De qualquer forma, a esquerda não perdeu a prefeitura de São Paulo porque ela já não a tinha.

Em Belo Horizonte, a vitória de Fuad, atual prefeito, contra o bolsonarista Bruno Engler, é uma demarcação política importante do eleitorado mineiro, contra o extremismo fascista.

O bolsonarismo conquistou alguns bastiões importantes, como a prefeitura de Cuiabá, e seria temerário dizer que Bolsonaro foi o grande perdedor, ou que o bolsonarismo perdeu.

Bolsonaro saiu maior das eleições, e continuará a ser um importante eleitor em 2026. O bolsonarismo consolidou-se como principal força da direita, além da única a mobilizar uma grande militância orgânica.

Mas a esquerda resistiu. O principal partido do campo, o PT, registrou um crescimento modesto, mas concreto, em número de prefeituras e vereadores, e passou de zero a 1 capital. E não qualquer uma, mas a principal economia do nordeste e quarta maior cidade do país. O PSB também cresceu, e fixou um nome – o prefeito João Campos – com grande potencial para governar Pernambuco, e se tornar uma liderança nacional.

Lula venceu em 2022 em condições piores do que enfrentará em 2026. Além disso, temos algumas movimentações que irão ajudar muito Lula nas próximas eleições presidenciais, como a entrada de Eduardo Paes como candidato ao governo do Rio, em condições extremamente competitivas.

Quanto aos erros da esquerda, e a necessária autocrítica, este é um processo doloroso que não virá de análises apressadas ou de lacrações em rede social. Essa autocrítica não significará ouvir o que ela quer ouvir, tal como platitudes de que se deveria ter ido ainda mais à esquerda. Autocrítica será ouvir o que a esquerda não gostaria de ouvir, como reformular sua visão sobre empreendedorismo, meritocracia e trabalho próprio, reduzir sua hostilidade exagerada a quadros de centro, como Tábata Amaral, ter mais sinceridade e objetividade ao tratar da frente ampla, parar de empurrar qualquer divergência para o campo moral.

Dou apenas um exemplo. Em Fortaleza, a esquerda viu com horror, confusão e perplexidade um candidato que se notabilizou, no início de sua vida como youtuber, por um vídeo em que ensina a depilar o ânus.

Esse passado de André era considerado como um grande impeditivo à sua ascensão política, e de fato não creio que isso tenha ajudado o bolsonarista a angariar mais apoios. Além disso, sabemos o que aconteceria se um candidato da esquerda tivesse o mesmo passado.

Por outro lado, é claro que se trata de uma bobeira, uma puerilidade, sem contar que, deixando a moral de lado, não há propriamente nada de errado, tampouco de imoral, em ensinar o público a depilar as partes sensíveis do corpo.
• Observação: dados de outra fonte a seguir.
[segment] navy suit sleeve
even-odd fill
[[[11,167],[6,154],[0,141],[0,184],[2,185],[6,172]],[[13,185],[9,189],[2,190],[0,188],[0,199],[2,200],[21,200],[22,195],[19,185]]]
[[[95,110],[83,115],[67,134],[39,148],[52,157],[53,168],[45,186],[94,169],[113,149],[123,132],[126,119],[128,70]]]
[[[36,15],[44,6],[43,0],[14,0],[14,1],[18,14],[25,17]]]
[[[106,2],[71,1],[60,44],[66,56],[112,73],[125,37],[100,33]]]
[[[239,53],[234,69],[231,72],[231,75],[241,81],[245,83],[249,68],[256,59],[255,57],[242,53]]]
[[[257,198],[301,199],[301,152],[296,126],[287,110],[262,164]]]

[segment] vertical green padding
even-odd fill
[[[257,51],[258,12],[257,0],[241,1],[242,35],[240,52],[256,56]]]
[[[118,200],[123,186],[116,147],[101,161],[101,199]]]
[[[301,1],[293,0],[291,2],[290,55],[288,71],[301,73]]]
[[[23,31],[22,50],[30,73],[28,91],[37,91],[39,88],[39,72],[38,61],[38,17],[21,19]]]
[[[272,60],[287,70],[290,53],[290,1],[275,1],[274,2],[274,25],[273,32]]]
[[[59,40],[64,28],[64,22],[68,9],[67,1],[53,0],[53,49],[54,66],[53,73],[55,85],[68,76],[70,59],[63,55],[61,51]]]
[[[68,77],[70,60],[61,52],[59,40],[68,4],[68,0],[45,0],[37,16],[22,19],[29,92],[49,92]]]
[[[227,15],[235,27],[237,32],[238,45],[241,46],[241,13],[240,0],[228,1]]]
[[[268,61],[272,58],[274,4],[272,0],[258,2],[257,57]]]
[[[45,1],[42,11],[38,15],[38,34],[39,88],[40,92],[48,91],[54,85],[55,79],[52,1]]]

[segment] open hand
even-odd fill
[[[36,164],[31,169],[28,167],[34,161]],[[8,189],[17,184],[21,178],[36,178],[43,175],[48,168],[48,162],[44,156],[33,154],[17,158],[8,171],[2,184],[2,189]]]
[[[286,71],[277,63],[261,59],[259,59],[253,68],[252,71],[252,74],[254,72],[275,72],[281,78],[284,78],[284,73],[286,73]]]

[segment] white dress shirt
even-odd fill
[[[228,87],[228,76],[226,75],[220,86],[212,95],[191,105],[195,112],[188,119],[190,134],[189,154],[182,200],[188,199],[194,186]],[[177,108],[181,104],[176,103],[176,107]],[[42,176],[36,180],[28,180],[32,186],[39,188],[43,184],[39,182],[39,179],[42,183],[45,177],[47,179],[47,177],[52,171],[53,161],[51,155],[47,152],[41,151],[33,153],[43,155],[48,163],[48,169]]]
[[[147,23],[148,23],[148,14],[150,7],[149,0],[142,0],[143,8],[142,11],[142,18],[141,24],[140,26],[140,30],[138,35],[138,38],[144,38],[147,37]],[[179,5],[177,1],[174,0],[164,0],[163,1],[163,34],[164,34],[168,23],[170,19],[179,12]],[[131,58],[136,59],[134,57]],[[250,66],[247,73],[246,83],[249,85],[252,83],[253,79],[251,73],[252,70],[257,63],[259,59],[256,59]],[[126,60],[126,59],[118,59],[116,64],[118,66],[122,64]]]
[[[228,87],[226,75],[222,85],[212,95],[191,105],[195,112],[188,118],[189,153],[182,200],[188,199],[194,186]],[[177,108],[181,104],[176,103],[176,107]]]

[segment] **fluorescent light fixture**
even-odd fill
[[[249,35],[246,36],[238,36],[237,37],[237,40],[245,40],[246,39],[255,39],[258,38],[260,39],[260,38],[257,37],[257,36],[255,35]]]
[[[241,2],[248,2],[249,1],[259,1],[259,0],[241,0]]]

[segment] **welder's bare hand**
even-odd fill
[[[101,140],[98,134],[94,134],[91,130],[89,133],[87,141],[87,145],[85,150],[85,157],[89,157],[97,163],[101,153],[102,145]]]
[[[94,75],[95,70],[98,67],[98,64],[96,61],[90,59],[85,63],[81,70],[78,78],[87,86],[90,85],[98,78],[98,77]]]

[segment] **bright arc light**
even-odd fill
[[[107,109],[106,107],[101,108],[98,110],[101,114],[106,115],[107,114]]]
O eleitor de direita, logo se viu, não se deixa horrorizar tão fácil. De certa maneira, é até um bom sinal, uma qualidade, do eleitor de direita, que ele não seja tão rígido a ponto de dispensar um candidato por conta de uma história dessas.

Enfim, as eleições municipais nos subsidiam com dados infinitamente ricos em informações. Eles nos possibilitarão corrigir rotas para uma nova vitória em 2026 e nos anos seguintes, sempre lembrando que o principal desafio da esquerda não é vencer eleições. Isso ela já provou que consegue. O desafio é fazer bons governos, a nível local e nacional, capazes de promover o desenvolvimento econômico, social e tecnológico do país.